Members of the House and Senate have filed bills aimed at exempting Olympic athletes from paying taxes on their medals and prize money. Reps. Mary Bono Mack, R-Calif., and G.K. Butterfield, D-N.C., filed the House measure, saying in a joint statement that "only the U.S. tax code can turn the 'thrill of victory' into the agony of victory." Reps. Aaron Schock, R-Ill., and Blake Farenthold, R-Texas, and Sen. Marco Rubio, R-Fla., filed similar bills.

The United States Olympic Committee pays athletes for each gold ($25,000), silver ($15,000), and bronze ($10,000) medal they win, and the Internal Revenue Service taxes those earnings at 35 percent. That means 17-year-old swimmer Missy Franklin-who won four golds and a bronze-will have a $38,500 tax bill when she gets home. Swimmer Michael Phelps won four golds and two silvers, giving him a record 22 lifetime Olympic medals. His tax bill for the London games: $45,500.

While it is unclear whether the idea of exempting Olympic medal winnings from taxes will have enough momentum to become law after the London games end, it was quickly endorsed by Rep. Dave Camp, R-Mich., chairman of the House Ways and Means Committee. The exemption would be retroactive to Dec. 31, 2011, to cover this year's Olympians.

Cruz to victory

Tea Party-backed Ted Cruz upset the Texas political establishment with a convincing win July 31 over Lt. Gov. David Dewhurst in the state's GOP primary runoff for an open U.S. Senate seat. The Tea Party already has enjoyed victories this year in Senate primaries in Indiana and Nebraska. But the come-from-behind underdog win in super-sized Texas, with its powerfully entrenched state Republican Party, provides an even greater boost for the Tea Party in its nationwide power struggle with traditional Republicans.
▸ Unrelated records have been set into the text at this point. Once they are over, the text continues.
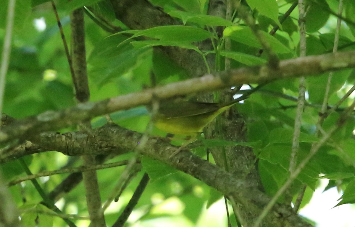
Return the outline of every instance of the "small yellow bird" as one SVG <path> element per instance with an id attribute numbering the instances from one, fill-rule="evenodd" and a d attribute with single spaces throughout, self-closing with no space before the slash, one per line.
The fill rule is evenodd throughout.
<path id="1" fill-rule="evenodd" d="M 153 121 L 155 127 L 166 132 L 196 136 L 219 114 L 240 101 L 237 99 L 226 104 L 180 99 L 163 101 Z"/>

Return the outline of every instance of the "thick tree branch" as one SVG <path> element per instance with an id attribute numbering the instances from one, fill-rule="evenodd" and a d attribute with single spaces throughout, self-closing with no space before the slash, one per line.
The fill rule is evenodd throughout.
<path id="1" fill-rule="evenodd" d="M 49 111 L 38 115 L 15 121 L 4 126 L 0 142 L 15 139 L 31 140 L 43 132 L 56 130 L 106 114 L 149 103 L 154 95 L 159 99 L 229 87 L 235 85 L 259 83 L 311 76 L 355 67 L 355 51 L 310 56 L 280 62 L 279 68 L 266 65 L 233 69 L 198 78 L 173 83 L 95 103 L 80 104 L 59 111 Z"/>
<path id="2" fill-rule="evenodd" d="M 105 154 L 112 153 L 115 151 L 122 152 L 135 150 L 142 135 L 118 126 L 109 124 L 94 129 L 89 134 L 83 132 L 62 135 L 43 133 L 39 143 L 42 145 L 44 150 L 57 150 L 67 155 L 79 156 L 88 153 L 92 155 Z M 83 148 L 73 149 L 74 144 L 77 148 Z M 97 144 L 96 146 L 95 144 Z M 103 146 L 100 150 L 98 149 L 100 146 Z M 87 150 L 87 147 L 91 148 Z M 183 151 L 171 157 L 178 148 L 171 145 L 167 140 L 153 138 L 148 140 L 142 152 L 193 176 L 224 194 L 233 197 L 236 202 L 241 204 L 243 209 L 252 210 L 253 214 L 260 213 L 269 202 L 269 198 L 263 192 L 250 185 L 244 176 L 227 173 L 189 152 Z M 289 206 L 277 205 L 273 211 L 266 221 L 266 223 L 272 223 L 272 226 L 297 226 L 296 223 L 303 223 L 301 218 L 292 212 Z M 251 216 L 247 219 L 252 220 L 256 217 Z M 288 225 L 284 225 L 286 223 Z M 311 226 L 304 223 L 303 226 Z"/>

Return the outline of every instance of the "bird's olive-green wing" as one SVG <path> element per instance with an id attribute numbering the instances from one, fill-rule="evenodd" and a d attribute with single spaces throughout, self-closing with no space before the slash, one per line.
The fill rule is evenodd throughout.
<path id="1" fill-rule="evenodd" d="M 159 113 L 168 118 L 183 117 L 215 111 L 222 106 L 218 103 L 181 100 L 162 102 L 159 105 Z"/>

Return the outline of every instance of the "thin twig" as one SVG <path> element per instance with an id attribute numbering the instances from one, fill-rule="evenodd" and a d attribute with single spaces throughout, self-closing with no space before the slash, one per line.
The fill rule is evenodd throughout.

"Tonight is a victory for the grassroots," Cruz said at his victory rally. "This is how elections are supposed to be decided, by we the people." Dewhurst had the support of Texas Gov. Rick Perry while high-profile Tea Party figures like Sen. Jim DeMint, R-S.C., and Sarah Palin campaigned for Cruz. A former Texas solicitor general who memorized the Constitution as a high-school student, Cruz would become the first Hispanic to represent Texas in the U.S. Senate. Texas has not elected a Democrat to statewide office since 1994.